Bishop Brian Tamaki has raised the stakes with his Destiny Church followers, exhorting them to leave behind houses, jobs – even family members – to join him at a "City of God" he is building in South Auckland.
At the church's annual conference in Rotorua on Friday night, Tamaki spent his entire two-hour sermon talking about how God had told him to build the city and why his followers had to lose their "parochialism" towards their home areas, even if it meant leaving behind loved ones.
Cult expert Mark Vrankovich said the speech was designed to "soften up" Tamaki's followers and the real pressure to move to South Auckland would come with one-on-one sessions with local pastors.
"Saying that the church family is more important than your physical family, that you must go with the spiritual family, is a classic cult idea. This will put great pressure on families and break up families."
Vrankovich was also concerned that Tamaki appeared to be encouraging people to sell their homes. "They'll be pressured to give the money from the house sale to the church, and they'll never see it again. He's extracting money from people for his dream, and something that he will effectively own. He wants to be mayor or king of this 'city' so he's softening them up to get them to move [to Auckland] so he's guaranteed not to be losing money on the deal."
Tamaki announced at a New Year's Eve service that Destiny Church had permission to build schools, a university and a massive auditorium at a property in Wiri, which he calls the "new Jerusalem".
The church has put its Mt Wellington headquarters up for sale to help fund the move, which is due to happen in December. It hopes to get more than $5 million from the sale.
It is unclear if people would live on site or nearby.
Tamaki said he would unveil more details throughout the weekend. People were encouraged to give generously and buckets were passed around even before Tamaki took the stage.
He was welcomed to the stage by a kapa haka group, which did a haka describing Tamaki as "the mouthpiece of God" and a "prophet".
Tamaki said God had spoken to him through the Book of Hebrews telling him to build a city. In Abraham's time people lived in tents in the desert, but Destiny members had to leave behind their "tent mentality" and aim for something "far bigger, far greater ... a City of God".
He acknowledged that when he first raised the idea five years ago, it "sent the movement into a tailspin. Some people even left".
But they were stuck in a rut, and had a "tent mentality", meaning they were wedded to the idea of many different Destiny Churches around the country.
"I fought for 10 years, seven of those just trying to change the parochial spirit of my pastors and ... we had to let some go or I had to tell some 'go away', because God is building a church that's one – one vision, one people, one direction."
Tamaki said parochialism would "sabotage city-building" and people had to give up their loyalties.
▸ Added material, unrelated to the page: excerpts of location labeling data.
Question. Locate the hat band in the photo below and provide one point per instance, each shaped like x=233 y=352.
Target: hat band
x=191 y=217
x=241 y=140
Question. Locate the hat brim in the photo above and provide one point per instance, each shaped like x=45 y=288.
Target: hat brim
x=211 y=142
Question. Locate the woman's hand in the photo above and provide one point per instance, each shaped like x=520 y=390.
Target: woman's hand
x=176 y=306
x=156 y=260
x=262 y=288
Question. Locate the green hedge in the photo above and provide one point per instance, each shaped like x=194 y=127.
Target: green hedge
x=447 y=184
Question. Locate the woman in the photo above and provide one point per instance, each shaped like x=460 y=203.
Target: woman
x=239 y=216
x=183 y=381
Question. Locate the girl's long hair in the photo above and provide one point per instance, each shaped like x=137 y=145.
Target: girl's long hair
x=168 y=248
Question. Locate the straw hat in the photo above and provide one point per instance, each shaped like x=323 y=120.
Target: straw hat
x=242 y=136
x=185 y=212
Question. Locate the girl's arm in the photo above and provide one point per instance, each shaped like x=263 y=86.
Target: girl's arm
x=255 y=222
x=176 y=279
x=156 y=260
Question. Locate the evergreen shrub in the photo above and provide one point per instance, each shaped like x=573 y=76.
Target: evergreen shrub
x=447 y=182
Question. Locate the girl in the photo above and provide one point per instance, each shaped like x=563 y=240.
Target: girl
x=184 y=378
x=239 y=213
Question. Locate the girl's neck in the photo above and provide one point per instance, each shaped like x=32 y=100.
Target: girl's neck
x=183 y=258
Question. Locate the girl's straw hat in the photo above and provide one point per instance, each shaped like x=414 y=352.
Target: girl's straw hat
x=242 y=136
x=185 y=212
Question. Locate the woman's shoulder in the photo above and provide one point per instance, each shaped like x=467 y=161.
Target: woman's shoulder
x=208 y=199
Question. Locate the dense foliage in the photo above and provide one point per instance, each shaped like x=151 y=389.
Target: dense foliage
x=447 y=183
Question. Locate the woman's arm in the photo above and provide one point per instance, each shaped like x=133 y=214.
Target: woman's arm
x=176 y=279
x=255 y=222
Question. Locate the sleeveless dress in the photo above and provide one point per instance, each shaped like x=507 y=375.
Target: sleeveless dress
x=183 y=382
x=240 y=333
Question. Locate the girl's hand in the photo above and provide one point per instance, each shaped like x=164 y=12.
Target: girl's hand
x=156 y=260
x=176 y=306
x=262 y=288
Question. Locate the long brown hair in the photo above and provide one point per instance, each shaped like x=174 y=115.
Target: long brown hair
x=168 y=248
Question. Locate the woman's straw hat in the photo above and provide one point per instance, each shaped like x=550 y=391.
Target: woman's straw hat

"People get a funny, wee strange loyalty to a house. [People say] 'This is the house my parents grew up in. I can't leave here, this is my family.' Well if you can't, you can't, but, bye bye, we're going."
He said reluctant family members would see what a great thing had been built "and want to come too".
Vrankovich said the New Testament spoke of the need to put families first, and nothing Tamaki was saying was biblically correct.
Tamaki said if people felt uneasy about his plan, "cool, just keep coming back tomorrow and the next day, and you'll see God's masterplan".